Integrating Ecological Data: Notes from the Grasslands ANPP Data Integration Project
Last modified: 2008-08-21
Trends in annual aboveground net primary productivity (ANPP) at regional and global scales are an important component of the structure and function of ecosystems across spatial and temporal gradients in a changing world. Ecologists are interested in conducting cross-site or large-scale integration and analysis of annual ANPP values, but are often hindered by the lack of standard methodologies for data collection, data management practices and detailed metadata documentation across sites. The Grasslands ANPP Data Integration (GDI) project has brought together experts in ecology, information management, and computer science to address the challenges of integrating ANPP data. Together, we have created a centralized database of annual ANPP data and metadata from five national and international Long Term Ecological Research (LTER) grassland sites. The database contains ANPP data at a level of granularity appropriate to each site, but standardizes vegetation species codes and sampling location metadata to facilitate cross-site comparison.
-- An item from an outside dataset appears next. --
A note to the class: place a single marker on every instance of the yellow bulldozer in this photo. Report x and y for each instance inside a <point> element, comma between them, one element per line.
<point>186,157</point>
This approach is important to local ecologists and information managers as no data are lost, and data can still be aggregated to the proper level of granularity for statistically valid cross-site analysis. The GDI database facilitates transformation, integration, and exploration of site-specific ANPP data, and preliminary cross-site statistical analyses and synthetic research. The GDI team has created processes and tools that will enable future warehousing of ANPP data by streamlining data insertion, update, integration, and standard metadata documentation and species information. This paper presents a description of the GDI data model, data transformation and integration techniques, and quality assurance standards. Lessons learned that might be applicable to other ecological and scientific data integration are also included.